Factbox: What draft Brexit deal says of Irish border and agriculture

Photo: AFP/Getty Images
Photo: AFP/Getty Images

Gabriela Baczynska

British Prime Minister Theresa May’s cabinet on Wednesday approved a draft Brexit deal with the European Union, more than 500 pages of legal text that was long held up by disagreements between the two sides on the Irish border.

While both the UK and the EU have said they were determined to avoid reintroducing extensive border controls between EU state Ireland and Britain’s province of Northern Ireland after Brexit, they differed bitterly on how to achieve that.

The Irish border will become the only land frontier between the EU and the United Kingdom after Brexit but any return of extensive controls there is seen as endangering peace on the island that has seen decades of sectarian violence.

The following is what the sides finally agreed on in that regard, much to the dismay of Brexiteers in the UK, as well as the Northern Irish unionist party that props up May’s government.

Their opposition to the agreement means it is far from clear whether it would pass in the UK parliament, which is necessary for the agreement to take effect.

- The emergency fix to ensure no return of a hard border on the island of Ireland - or the “backstop” - would be part of Britain’s withdrawal agreement from the EU, the main legally binding document settling Brexit between the two sides.

- It will remain in place “temporarily” or “unless and until” a new trade deal between the EU and the UK - to be negotiated after Brexit - takes effect and maintains the current open border. The sides will seek to get the new deal by the end of 2020.

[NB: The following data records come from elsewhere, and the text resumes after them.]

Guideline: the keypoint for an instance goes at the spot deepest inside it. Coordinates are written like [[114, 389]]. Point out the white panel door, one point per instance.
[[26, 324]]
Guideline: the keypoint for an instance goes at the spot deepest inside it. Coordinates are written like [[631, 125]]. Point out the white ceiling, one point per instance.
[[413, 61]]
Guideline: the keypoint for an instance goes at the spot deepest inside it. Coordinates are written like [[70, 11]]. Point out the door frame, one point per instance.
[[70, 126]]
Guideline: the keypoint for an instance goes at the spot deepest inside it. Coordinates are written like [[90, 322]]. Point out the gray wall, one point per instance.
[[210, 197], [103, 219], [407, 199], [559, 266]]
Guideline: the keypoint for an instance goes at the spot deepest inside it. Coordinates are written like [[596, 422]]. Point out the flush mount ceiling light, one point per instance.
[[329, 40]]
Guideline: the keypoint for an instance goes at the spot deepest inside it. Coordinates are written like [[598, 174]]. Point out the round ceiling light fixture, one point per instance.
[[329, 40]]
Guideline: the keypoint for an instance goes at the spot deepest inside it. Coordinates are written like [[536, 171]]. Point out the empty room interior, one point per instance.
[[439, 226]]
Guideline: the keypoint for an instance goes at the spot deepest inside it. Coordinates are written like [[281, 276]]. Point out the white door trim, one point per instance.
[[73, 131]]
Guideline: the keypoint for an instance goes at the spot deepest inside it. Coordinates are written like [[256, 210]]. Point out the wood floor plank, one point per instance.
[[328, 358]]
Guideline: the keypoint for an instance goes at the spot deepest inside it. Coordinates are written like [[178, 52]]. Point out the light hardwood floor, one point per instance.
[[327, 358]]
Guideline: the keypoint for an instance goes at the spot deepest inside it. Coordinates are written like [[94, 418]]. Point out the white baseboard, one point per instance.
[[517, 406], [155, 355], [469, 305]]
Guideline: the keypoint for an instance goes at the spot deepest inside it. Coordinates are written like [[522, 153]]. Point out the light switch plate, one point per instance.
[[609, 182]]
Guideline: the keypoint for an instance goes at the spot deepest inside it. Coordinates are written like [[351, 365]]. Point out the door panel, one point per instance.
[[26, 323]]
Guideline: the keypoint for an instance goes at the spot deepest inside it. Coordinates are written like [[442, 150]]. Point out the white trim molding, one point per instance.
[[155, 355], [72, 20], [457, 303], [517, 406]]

- Britain will get a status quo transition after Brexit until the end of 2020, with an option to extend it once. Britain can request extension before July 1, 2020, and it would be decided on jointly by the UK and the EU.

- If the new EU-UK trade deal is not ready by the end of the transition period, the backstop kicks in and creates a single EU-UK customs territory.

- Northern Ireland will be part of the same customs territory as the rest of the UK with no tariffs, quotas and checks on rules of origin between the province and Great Britain.

- Fisheries are exempted from the EU-UK customs zone and agreements on access to fishing waters will only be negotiated during the transition period after Brexit to form part of the new EU-UK relationship.

- Northern Ireland will be more closely aligned with EU customs rules than the rest of the UK, allowing Northern Irish goods to enter the bloc’s single market as they do now.

Northern Ireland will remain bound by the EU’s laws on VAT and excise taxes, standards on goods, sanitary and veterinary controls, agriculture and state aid. The EU’s customs code will continue to apply in Northern Ireland.

- The UK commits to ensuring the so-called level playing field if the backstop is triggered, meaning it would adhere to EU rules on state aid and competition, taxes, environment and labor rules. The sides agree they would not lower the bloc’s current standards in these fields after Brexit.

This is to ensure that Britain would not sell its products on the EU market at much lower prices as a result of undercutting standards.

- The EU and UK would only be able to decide jointly on nullifying the backstop. This means they have to be in agreement that it is no longer necessary in order to maintain the open Irish border.

- Under the single customs territory that kicks in if the backstop is activated, the UK would apply the same external tariffs on goods as the EU and respect the bloc’s rules of origin, or protection of some special products from designated locations, such as camembert cheese.

- While this backstop customs arrangement is meant to be temporary, it will form the basis on which arrangements in the future relationship between the EU and the UK are built.

- This agreement would ensure there would be no checks of goods and people crossing between Northern Ireland and Ireland. Their common travel area and single electricity market is preserved, as is the 1998 Good Friday Agreement that ended violence on the island.

- There would be some checks on goods crossing from Great Britain to Northern Ireland to ensure compliance with EU standards. They would mostly take place in the market or at traders’ premises and be carried out by UK authorities. EU representatives would have the right to be present.

Existing checks on agricultural and animal products between Northern Ireland and Great Britain at ports and airport would be stepped up.

- The European Union’s top court, the European Court of Justice, would remain the ultimate arbiter for “issues related to EU law concepts outlined in the Withdrawal Agreement”.